For many, the intrinsic value of the CPI is its effectiveness in drawing anti-corruption issues to the forefront of the international agenda. By invoking a comparative reference for perceived corruption levels, TI’s work though flawed is instrumental in raising awareness of systemic governance issues and provoking reformative efforts. Given the continued deference to the CPI by businesses and NGOs, favourable rankings go a long way to enhancing the reputation of a given State, and governments will be keen to be seen as improving on the universal scale. In Kuwait, for example, following the publication of the CPI 2017, the Kuwait Cabinet mandated its national Anti-Corruption Authority (Nazaha) with analysing the findings of TI so that it could enhance and expedite any measures, including international cooperation, which might improve Kuwait’s rating (Kuwait’s 2018 score of 41 represented an increase of two points on its 2017 score).

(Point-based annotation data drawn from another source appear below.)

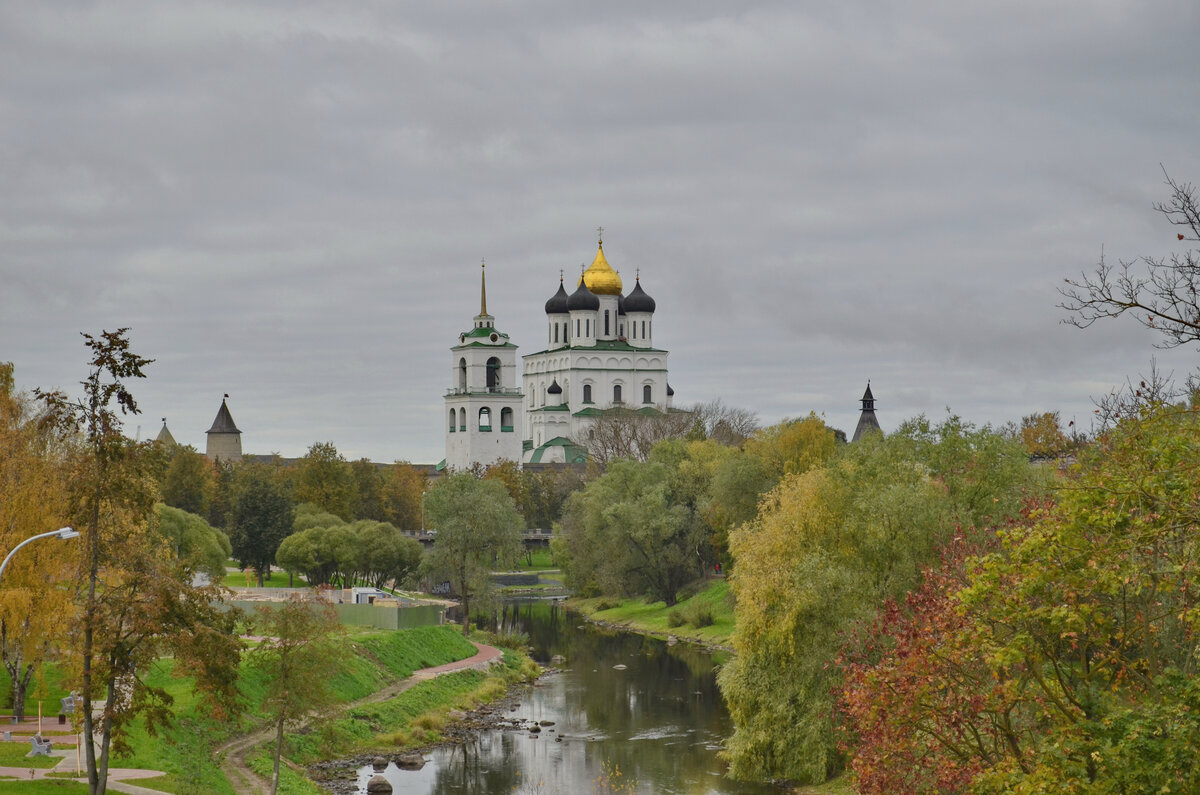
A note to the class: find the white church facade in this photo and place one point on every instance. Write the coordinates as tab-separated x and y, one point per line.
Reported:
483	405
599	357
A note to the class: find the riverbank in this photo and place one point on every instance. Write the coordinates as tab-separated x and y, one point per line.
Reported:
705	617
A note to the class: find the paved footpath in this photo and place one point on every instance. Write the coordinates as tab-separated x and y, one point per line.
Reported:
246	782
120	778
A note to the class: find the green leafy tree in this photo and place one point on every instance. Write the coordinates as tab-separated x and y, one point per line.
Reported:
186	484
198	545
137	603
479	531
299	657
369	482
403	490
261	519
630	532
325	479
826	550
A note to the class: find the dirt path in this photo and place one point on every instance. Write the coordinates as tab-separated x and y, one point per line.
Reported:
233	753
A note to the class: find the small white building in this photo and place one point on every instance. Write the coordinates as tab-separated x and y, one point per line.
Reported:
483	405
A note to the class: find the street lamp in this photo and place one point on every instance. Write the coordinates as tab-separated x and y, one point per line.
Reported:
63	532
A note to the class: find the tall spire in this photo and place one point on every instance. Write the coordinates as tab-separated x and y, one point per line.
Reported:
483	287
867	420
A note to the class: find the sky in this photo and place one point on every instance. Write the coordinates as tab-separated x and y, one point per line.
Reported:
289	202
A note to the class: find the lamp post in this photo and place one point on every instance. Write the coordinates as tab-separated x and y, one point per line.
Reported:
63	532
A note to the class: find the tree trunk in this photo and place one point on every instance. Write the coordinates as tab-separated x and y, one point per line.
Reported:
279	752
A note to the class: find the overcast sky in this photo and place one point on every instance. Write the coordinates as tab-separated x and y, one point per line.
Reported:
289	202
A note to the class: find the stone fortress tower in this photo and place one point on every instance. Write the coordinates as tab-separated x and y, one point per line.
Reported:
599	356
223	438
483	406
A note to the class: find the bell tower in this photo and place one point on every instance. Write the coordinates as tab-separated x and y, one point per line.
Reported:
483	405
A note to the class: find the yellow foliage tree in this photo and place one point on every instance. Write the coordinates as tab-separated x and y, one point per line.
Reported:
35	605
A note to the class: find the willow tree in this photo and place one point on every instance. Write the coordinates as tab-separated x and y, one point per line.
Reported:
478	531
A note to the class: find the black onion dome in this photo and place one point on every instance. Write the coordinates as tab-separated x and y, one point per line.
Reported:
637	300
557	303
582	298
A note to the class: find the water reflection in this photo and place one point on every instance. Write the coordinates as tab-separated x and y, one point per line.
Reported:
659	722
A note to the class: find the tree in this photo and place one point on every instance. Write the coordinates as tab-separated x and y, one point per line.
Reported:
403	490
195	543
136	601
826	549
630	532
261	520
367	490
35	597
479	530
299	657
186	483
324	479
1161	293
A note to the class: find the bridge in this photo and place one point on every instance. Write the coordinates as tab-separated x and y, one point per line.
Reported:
538	537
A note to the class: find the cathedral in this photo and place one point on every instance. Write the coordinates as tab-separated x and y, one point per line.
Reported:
599	356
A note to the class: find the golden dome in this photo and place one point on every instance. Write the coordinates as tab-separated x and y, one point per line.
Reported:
600	278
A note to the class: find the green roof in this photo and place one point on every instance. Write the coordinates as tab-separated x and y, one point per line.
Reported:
571	452
484	345
601	345
485	332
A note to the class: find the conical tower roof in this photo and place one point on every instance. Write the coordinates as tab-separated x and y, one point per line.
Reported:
867	420
165	436
223	422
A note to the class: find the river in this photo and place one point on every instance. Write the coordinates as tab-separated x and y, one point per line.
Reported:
654	725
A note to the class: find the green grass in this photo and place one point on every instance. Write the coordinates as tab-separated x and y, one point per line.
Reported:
839	785
655	617
16	754
413	718
53	787
184	751
276	580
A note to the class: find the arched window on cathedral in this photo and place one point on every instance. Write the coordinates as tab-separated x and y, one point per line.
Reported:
493	374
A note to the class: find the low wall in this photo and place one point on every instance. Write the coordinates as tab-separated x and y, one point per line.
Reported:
373	615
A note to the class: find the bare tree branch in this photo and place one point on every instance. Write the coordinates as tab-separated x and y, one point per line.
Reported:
1159	293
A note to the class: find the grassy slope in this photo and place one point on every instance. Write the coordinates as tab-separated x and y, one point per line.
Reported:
653	617
185	751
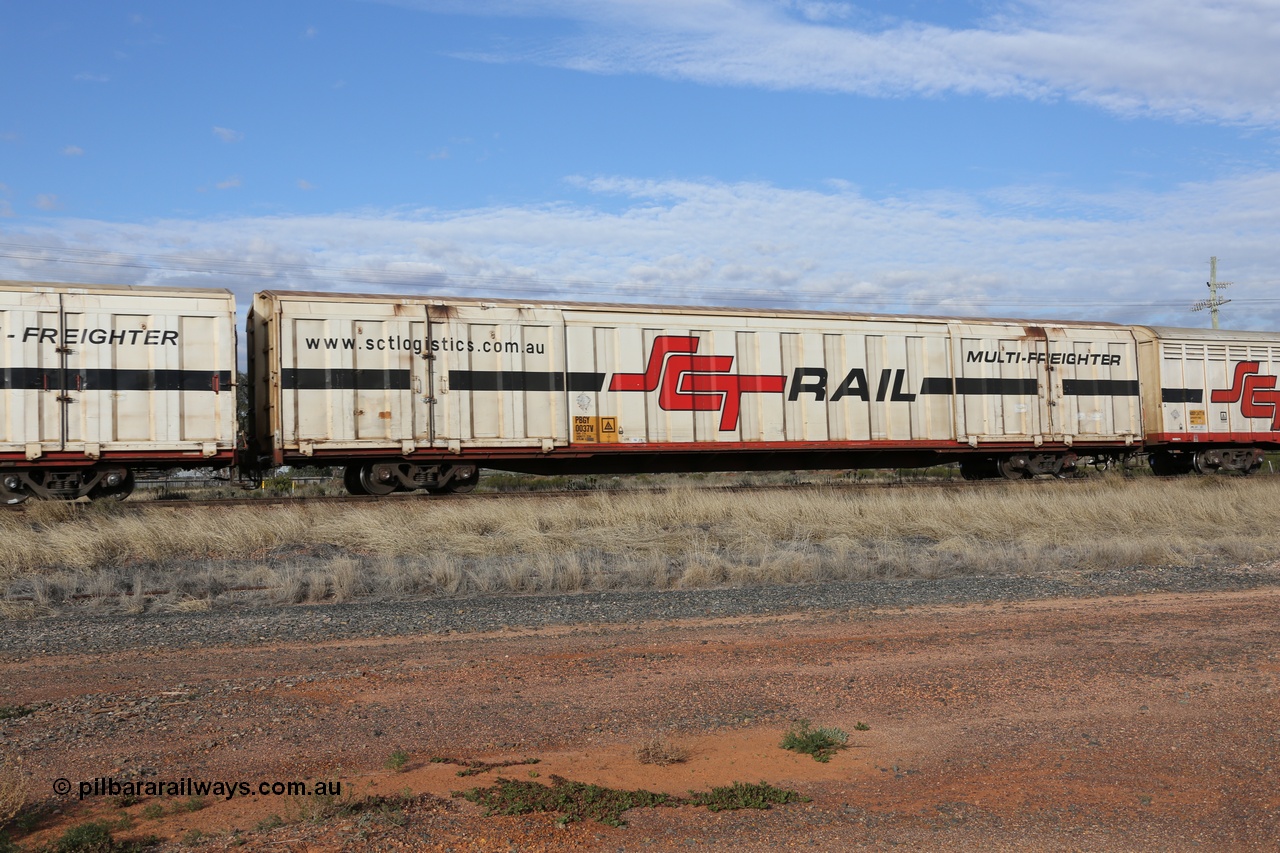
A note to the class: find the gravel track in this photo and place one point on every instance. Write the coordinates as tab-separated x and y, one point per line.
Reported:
296	623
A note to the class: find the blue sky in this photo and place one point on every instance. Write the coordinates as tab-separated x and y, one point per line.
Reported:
1015	159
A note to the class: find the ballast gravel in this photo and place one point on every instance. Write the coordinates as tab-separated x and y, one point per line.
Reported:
74	632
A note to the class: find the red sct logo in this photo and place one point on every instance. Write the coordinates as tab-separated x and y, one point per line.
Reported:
688	382
1253	391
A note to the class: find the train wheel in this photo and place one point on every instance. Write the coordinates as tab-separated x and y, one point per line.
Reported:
10	491
351	480
1164	465
373	483
1006	470
118	492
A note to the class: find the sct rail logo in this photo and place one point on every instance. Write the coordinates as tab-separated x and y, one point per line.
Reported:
1253	391
688	382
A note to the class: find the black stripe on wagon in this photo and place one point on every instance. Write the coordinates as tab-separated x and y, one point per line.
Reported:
114	379
1100	387
343	379
524	381
977	386
1182	395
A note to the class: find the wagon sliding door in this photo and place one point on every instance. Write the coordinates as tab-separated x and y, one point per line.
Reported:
350	377
498	377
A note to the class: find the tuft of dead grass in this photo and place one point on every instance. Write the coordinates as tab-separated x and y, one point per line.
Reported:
138	557
13	788
661	751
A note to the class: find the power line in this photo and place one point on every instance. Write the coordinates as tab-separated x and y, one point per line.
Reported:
1214	300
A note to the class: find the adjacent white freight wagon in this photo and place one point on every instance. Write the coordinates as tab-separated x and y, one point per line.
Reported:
99	381
1210	397
416	392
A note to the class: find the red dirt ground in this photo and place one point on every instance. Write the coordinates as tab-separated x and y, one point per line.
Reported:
1146	723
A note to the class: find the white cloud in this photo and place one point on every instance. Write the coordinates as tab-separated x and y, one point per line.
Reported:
1196	59
1024	251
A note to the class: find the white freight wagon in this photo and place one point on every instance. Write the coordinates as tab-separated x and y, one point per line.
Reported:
1210	397
417	392
100	381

Despite this added value, it is important not to equivocate the CPI with an absolute measure of corruption. The faults in its methodology are widely acknowledged, and whilst they should not undermine the latent value of the index altogether, they do warrant that the scores and rankings are taken with a heavy pinch of salt. Countries that have scored highly on the CPI should not be lured into a false sense of security, as a misplaced degree of cultural trust will not be sufficient to sustain vigilance against corrupt practices. High-profile cases of corruption scandals involving private companies are emblematic of how even States perceived to be the cleanest in the world are not indemnified against corrupt practices. On the other end of the scale, low scoring nations should not be unequivocally vilified for anti-corruption failures, as the rankings may have failed to capture important anti-corruption progress still in its nascent stages.
From a regional perspective, businesses operating in the Middle East should take a degree of optimism from improved scores in countries such as Egypt and Oman, which represent the most significant upward mobility in the region and at the very least are a testament to improved regard of anti-corruption defences. Other countries such as the UAE and Saudi Arabia, which have seen their anti-corruption efforts (and other measures to boost investor appeal and confidence, including new Foreign Direct Investment laws) greeted by marginal demotions in the rankings should not be deterred by the apparent lack of progress, which may not be reflective of significant improvement in practice. Rather, these States, and others beyond the Middle East in similar circumstances, should focus their efforts on continuing to create cultures that are resilient to corruption in public office. In this respect, the matter is less about the leopard changing its spots, and more about discerning where it actually has them.